Depois vem Alexandria e os seus pobres, Paris e as suas putas, novamente Londres para o grande final, quando Bella já é mulher feita.

Por mais tentador que seja ver aqui "Frakenstein", é o mito do Pigmaleão, sobretudo na versão contada por Bernard Shaw em peça homônima, que inspira o tema do filme.

O mesmo desejo (masculino) de submeter e condicionar a mulher; e o mesmo desejo (feminino) de se libertar dos homens e das suas demandas autoritárias e ridículas.

Bella é uma espécie de Eliza Doolittle, embora mais carnívora, sexualmente falando, do que a vendedora de flores que inspirou Bernard Shaw.

E mais punitiva também: ela vai mastigando e cuspindo os homens que pretendem possuí-la (na dupla acepção da palavra) ao praticar, tão só, a mesma ética libertária que eles, os machos, pensavam ser algo exclusivo do clube.

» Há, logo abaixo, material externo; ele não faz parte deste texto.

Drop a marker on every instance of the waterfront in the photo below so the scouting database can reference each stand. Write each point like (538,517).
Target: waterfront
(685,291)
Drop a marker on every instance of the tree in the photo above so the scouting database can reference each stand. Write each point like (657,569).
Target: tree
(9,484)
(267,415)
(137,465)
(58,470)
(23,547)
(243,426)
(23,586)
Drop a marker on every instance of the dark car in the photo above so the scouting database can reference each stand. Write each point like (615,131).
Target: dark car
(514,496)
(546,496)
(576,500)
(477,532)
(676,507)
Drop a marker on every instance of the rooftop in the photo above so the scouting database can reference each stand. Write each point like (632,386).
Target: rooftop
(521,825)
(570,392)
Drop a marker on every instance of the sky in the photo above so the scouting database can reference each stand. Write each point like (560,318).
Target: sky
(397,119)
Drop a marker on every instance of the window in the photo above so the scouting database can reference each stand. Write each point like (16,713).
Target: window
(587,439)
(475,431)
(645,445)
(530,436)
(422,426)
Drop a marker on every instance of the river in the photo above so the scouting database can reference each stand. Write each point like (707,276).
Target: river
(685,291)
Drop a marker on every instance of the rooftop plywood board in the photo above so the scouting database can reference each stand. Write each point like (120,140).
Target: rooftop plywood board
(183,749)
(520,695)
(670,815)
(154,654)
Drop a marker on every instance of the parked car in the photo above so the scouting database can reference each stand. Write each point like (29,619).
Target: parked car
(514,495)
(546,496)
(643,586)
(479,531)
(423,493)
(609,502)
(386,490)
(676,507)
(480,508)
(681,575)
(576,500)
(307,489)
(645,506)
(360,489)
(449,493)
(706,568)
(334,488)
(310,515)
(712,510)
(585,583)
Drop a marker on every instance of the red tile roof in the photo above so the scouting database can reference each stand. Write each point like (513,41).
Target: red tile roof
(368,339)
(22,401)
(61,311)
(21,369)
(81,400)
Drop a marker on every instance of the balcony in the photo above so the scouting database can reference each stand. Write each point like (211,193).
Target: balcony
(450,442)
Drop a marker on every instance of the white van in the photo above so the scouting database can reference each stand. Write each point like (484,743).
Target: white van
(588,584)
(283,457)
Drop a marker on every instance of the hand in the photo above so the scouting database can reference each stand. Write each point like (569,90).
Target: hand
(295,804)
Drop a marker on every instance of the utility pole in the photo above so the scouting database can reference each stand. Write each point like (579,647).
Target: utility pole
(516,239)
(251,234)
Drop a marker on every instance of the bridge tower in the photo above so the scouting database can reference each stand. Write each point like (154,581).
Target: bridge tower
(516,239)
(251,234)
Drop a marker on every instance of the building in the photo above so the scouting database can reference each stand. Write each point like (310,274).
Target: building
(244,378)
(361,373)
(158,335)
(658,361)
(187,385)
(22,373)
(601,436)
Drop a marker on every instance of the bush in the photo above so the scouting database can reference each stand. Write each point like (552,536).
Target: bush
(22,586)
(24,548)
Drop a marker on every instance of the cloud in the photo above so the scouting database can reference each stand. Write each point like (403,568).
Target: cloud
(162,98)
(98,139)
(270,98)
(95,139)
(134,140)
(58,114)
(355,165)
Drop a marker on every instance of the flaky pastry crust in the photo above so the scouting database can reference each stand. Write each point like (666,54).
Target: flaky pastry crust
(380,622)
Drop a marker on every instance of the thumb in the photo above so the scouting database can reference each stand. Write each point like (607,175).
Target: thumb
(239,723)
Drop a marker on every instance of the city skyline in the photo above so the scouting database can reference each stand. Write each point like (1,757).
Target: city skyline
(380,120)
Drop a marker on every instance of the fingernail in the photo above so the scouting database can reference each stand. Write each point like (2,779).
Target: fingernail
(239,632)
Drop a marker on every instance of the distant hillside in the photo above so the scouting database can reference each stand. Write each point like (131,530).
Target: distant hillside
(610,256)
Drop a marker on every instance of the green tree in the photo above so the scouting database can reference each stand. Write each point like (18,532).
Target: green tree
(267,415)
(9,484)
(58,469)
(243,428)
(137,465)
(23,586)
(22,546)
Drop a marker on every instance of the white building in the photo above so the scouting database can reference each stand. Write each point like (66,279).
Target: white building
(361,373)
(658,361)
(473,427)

Haverá maior castigo do que esse? Virar o feitiço contra os feiticeiros e reduzir os machos à histeria, essa doença que, no século 19, era o perfeito estigma social para manter as mulheres na sua gaiola?

"Os Rejeitados" é feito de outro ritmo. Mas, assistindo ao filme de Alexander Payne, a minha cabeça voltou a evadir-se para a literatura: como escapar ao "Conto de Natal" de Charles Dickens?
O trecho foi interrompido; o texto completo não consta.